Her path, as unlikely as it seems, is one that more than a handful of minority female students at Cristo Rey — a private Catholic school on North Broad Street for low-income students — have followed, or are attempting to follow, in hopes of fulfilling their otherwise uncertain college aspirations. Nei and former classmate Brooklyn Gabriel both received the scholarship, which is sponsored by the Evans Scholars Foundation, this past year. Six other seniors- and juniors-to-be at Cristo Rey are among the 90 participating this summer with eyes on the same scholarship.

"I didn't know whether or not I could afford to go school," Nei said. "When I first got [the news], I was really starstruck — I was like, 'Oh my God, this is really the moment I've been waiting for for the past four years; this is what I've worked so hard for.'"

The Caddie Academy attracts high school girls from across the country who apply to be housed and to caddy in the Chicago area for three consecutive summers and then receive an opportunity to apply for an Evans scholarship.
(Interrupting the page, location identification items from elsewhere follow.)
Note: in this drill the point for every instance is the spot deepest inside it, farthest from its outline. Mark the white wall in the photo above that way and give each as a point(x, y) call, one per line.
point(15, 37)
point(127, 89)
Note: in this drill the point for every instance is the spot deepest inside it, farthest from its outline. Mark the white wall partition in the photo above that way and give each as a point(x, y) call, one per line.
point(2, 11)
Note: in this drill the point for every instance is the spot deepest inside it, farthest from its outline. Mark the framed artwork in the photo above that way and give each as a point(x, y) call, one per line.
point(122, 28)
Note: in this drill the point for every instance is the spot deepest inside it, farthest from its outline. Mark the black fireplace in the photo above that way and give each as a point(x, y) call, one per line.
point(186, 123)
The WGA began the program in 2012 after realizing a stark lack of racial and gender diversity among its Evans scholars, said director of education Mike Maher. Its efforts have led to tangible changes — women and people of color both composed more than 30 percent of scholarship recipients this past year.

The WGA soon developed such close ties to the Philadelphia area that it partnered with the Golf Association of Philadelphia's J. Wood Platt Caddie Scholarship Trust — which has awarded smaller scholarships to Philadelphia caddies for decades — to form a Platt Evans full-ride scholarship and then launch an "Eastern" academy this year. This new academy is giving more female students from Cristo Rey caddying experience at the nearby Whitemarsh Valley and Aronimink clubs. And Aronimink is set to host in September the PGA Tour's BMW Championship, a FedEx Cup playoff event that donates all proceeds to the Evans Scholars Foundation.

Still, most participants at both locations begin with only college in mind and little to no golf knowledge.

"When you live in the middle of Philadelphia, golf is not something that you talk about with your friends," said Alyssa Mora-Mickens, a Cristo Rey senior-to-be in her third year of caddying. "My first summer, it was really difficult for me to talk to people about anything. Being put in a position where there was no other option … really allowed me to grow with my people skills."

In addition to learning to read greens and select irons, participants learn interpersonal communication and time management skills, plus receive SAT/ACT tutoring on the side, Maher said.

But significant hurdles remain, including pervasive discrimination from golf-club members toward females and minorities, which numerous participants said they had experienced. Mora-Mickens felt "very off" about the social atmosphere at first — "I had grown up all my life not feeling like my ethnicity or my gender was a problem until I got there," she said — but forced herself to push through it and prove her caddying chops.

Most stick to the program because of the possibility of earning a full ride to Penn State, rather than because of career aspirations in the caddying field, even once they're acclimated to the profession. That singular motivation nevertheless proves to be more than enough for them to leave their families behind and head to the unknown fairways of Illinois each summer.

During Nei's first summer in the academy, her mother died while she was gone. Yet Nei returned the following summer. Three years later, she has fulfilled her mother's goal for her: to make it to college.

Clearly, the appeal of golf, caddying, and an accessible route to a full scholarship can overcome just about anything.

"In life, it's like, if you do one bad thing, some people don't want to continue on. With golf, you could hit a bad shot into the fescue, but then you end up on the green from [there]," Nei said. "I feel like regardless of what's going on, you should move on and think about the future and where you could land."